Che il Ddl 1660 sia – anche – contro i sindacati di base della logistica, ormai è indubbio. Il ministro Matteo Piantedosi già in ottobre, rispondendo a un’interrogazione parlamentare, ha chiarito che dato che gli scioperi nel settore sono egemonizzati da sigle che utilizzano i blocchi delle merci, confliggendo «con il legittimo interesse dell’impresa» di proseguire con il lavoro, nel nuovo Ddl 1660 è previsto che chi «impedisca anche solo col proprio corpo» il transito dei veicoli in strada commetterà un delitto, non più un illecito amministrativo: pena da 6 mesi a due anni se il fatto è commesso in più persone. Il ministro ha anche spiegato che sarà sua intenzione, con il nuovo Ddl, «richiamare le autorità di pubblica sicurezza affinché siano rafforzate tutte le attività di carattere preventivo» per evitare questi blocchi sindacali. Nel Ddl non c’è solo il reato di blocco stradale pacifico, ma anche l’estensione dell’uso dei fogli di via e dello strumento del Daspo urbano – facilissimamente utilizzabili per allontanare leader sindacali da aree di manifestazioni –, o l’aumento della pena per resistenza a pubblico ufficiale vietando le attenuanti, tra le altre cose.

«Se passa la legge così com’è, qualche giudice sarà costretto a condannare» in caso di picchetti sindacali pacifici, ammette con preoccupazione Lorenzo Venini, avvocato milanese, che come Prosperi riconosce che, nonostante l’enorme numero di denunce e processi, in questi anni le condanne sono state pochissime. Venini sottolinea anche il punto dei fogli di via, strumento che il Questore può adoperare con facilità, e con tempi di ricorso che non permettono di intervenire efficacemente. «L’utilizzo è aumentato già da anni, da tempo non veniva utilizzato contro i sindacalisti». Con il Ddl, per la prima volta, arriverebbe un esplicito rinforzo legislativo. Uno dei tanti temi, insieme alla preoccupazione per i lavoratori migranti, che agita i giuslavoristi italiani.

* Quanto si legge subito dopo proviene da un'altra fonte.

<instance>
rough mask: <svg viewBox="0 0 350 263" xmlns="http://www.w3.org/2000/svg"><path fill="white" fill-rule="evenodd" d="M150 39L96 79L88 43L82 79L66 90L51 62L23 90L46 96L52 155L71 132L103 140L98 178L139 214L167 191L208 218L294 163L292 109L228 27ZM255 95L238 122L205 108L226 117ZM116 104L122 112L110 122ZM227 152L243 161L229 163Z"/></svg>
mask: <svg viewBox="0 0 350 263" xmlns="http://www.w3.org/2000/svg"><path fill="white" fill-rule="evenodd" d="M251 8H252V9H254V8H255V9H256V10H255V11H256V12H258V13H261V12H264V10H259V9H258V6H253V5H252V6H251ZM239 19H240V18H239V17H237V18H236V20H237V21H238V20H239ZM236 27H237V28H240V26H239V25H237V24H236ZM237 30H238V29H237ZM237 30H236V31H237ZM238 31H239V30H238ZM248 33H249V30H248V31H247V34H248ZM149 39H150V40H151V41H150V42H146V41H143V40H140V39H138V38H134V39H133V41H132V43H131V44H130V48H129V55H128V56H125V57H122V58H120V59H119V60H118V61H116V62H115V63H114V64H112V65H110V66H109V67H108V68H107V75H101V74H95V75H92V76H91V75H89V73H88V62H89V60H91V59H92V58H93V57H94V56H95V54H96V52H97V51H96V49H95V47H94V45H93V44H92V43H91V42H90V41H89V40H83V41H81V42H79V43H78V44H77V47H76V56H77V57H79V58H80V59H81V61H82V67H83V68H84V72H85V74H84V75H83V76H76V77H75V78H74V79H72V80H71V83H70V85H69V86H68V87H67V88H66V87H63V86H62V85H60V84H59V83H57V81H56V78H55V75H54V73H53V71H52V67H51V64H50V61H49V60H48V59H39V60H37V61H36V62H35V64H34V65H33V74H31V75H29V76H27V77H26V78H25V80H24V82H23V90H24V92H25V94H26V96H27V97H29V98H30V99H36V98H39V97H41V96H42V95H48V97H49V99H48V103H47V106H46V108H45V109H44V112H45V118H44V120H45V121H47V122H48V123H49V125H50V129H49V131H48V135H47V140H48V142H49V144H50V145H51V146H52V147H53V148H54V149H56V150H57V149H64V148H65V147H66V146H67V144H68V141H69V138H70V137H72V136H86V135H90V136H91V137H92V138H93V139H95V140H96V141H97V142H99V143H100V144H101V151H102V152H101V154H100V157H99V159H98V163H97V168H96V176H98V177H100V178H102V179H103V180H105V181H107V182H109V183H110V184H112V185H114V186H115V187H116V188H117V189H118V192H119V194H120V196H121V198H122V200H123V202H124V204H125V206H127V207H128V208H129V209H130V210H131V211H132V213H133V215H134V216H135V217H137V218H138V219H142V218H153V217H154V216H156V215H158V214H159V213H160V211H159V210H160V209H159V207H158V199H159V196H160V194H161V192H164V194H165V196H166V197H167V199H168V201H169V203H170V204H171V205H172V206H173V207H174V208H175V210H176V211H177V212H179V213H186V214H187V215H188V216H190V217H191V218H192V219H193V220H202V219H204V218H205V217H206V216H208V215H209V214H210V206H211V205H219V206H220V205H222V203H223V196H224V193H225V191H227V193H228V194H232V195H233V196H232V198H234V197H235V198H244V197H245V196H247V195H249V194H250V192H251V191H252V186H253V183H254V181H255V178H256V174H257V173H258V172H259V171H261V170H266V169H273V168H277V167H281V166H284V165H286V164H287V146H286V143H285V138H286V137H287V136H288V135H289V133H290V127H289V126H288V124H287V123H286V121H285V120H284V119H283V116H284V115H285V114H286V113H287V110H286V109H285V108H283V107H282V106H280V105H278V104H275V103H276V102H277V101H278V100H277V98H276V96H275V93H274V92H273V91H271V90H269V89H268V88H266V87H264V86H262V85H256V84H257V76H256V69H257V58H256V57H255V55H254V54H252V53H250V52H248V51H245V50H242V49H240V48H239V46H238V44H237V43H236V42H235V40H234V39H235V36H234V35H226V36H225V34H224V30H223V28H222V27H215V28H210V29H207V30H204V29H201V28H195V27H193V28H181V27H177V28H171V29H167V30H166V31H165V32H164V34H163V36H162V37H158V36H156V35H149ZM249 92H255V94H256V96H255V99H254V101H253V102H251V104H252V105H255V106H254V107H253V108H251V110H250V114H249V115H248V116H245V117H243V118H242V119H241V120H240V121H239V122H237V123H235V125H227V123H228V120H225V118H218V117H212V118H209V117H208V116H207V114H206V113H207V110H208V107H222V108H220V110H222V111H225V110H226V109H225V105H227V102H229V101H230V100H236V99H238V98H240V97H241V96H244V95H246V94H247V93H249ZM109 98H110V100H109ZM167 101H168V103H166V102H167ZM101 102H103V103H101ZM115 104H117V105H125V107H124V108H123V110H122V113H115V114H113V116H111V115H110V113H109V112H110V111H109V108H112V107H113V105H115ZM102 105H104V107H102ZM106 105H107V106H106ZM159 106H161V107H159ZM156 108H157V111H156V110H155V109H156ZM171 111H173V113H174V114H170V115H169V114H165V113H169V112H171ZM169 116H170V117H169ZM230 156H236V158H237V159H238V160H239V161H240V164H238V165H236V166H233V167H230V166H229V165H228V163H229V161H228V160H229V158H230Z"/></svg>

Eppure, nonostante questi rischi enormi già esistenti, gli scioperi in questi anni non sono calati. Anzi si sono allargati, ad esempio al distretto tessile di Prato, dove i lavoratori pakistani, nonostante una serie di rappresaglie violente, stanno riuscendo anche in questi mesi a ottenere i diritti di base che non gli erano concessi: lavorare 8 ore al giorno per 5 giorni a settimana, godere di misure di sicurezza, ferie, malattia. Prima che arrivasse il sindacato Sudd Cobas – separatosi l’anno scorso dai Si Cobas – la regola (che ancora vale per la maggior parte delle aziende del distretto) era il lavoro 12 ore al giorno, 7 giorni su 7. «Quello che non si capisce è che questi lavoratori, se sindacalizzati, non hanno paura», mi spiega Sarah Caudiero del Sudd Cobas quando le chiedo come facciano, nonostante il rischio di perdere documenti e cittadinanza, a convincerli a scioperare. «Vengono da anni di lavoro in condizioni di semischiavitù, arrivano da luoghi in cui il livello di violenza è molto più alto. Ci dicono ‘al mio Paese gli sparano, pensi che abbia paura di una denuncia?’». Ciò non toglie che, in un paese di diritto europeo, lo sciopero andrebbe garantito, non perseguito: soprattutto se nello stesso paese esistono persone che lavorano 12 ore al giorno o prive di qualsivoglia dispositivo di sicurezza.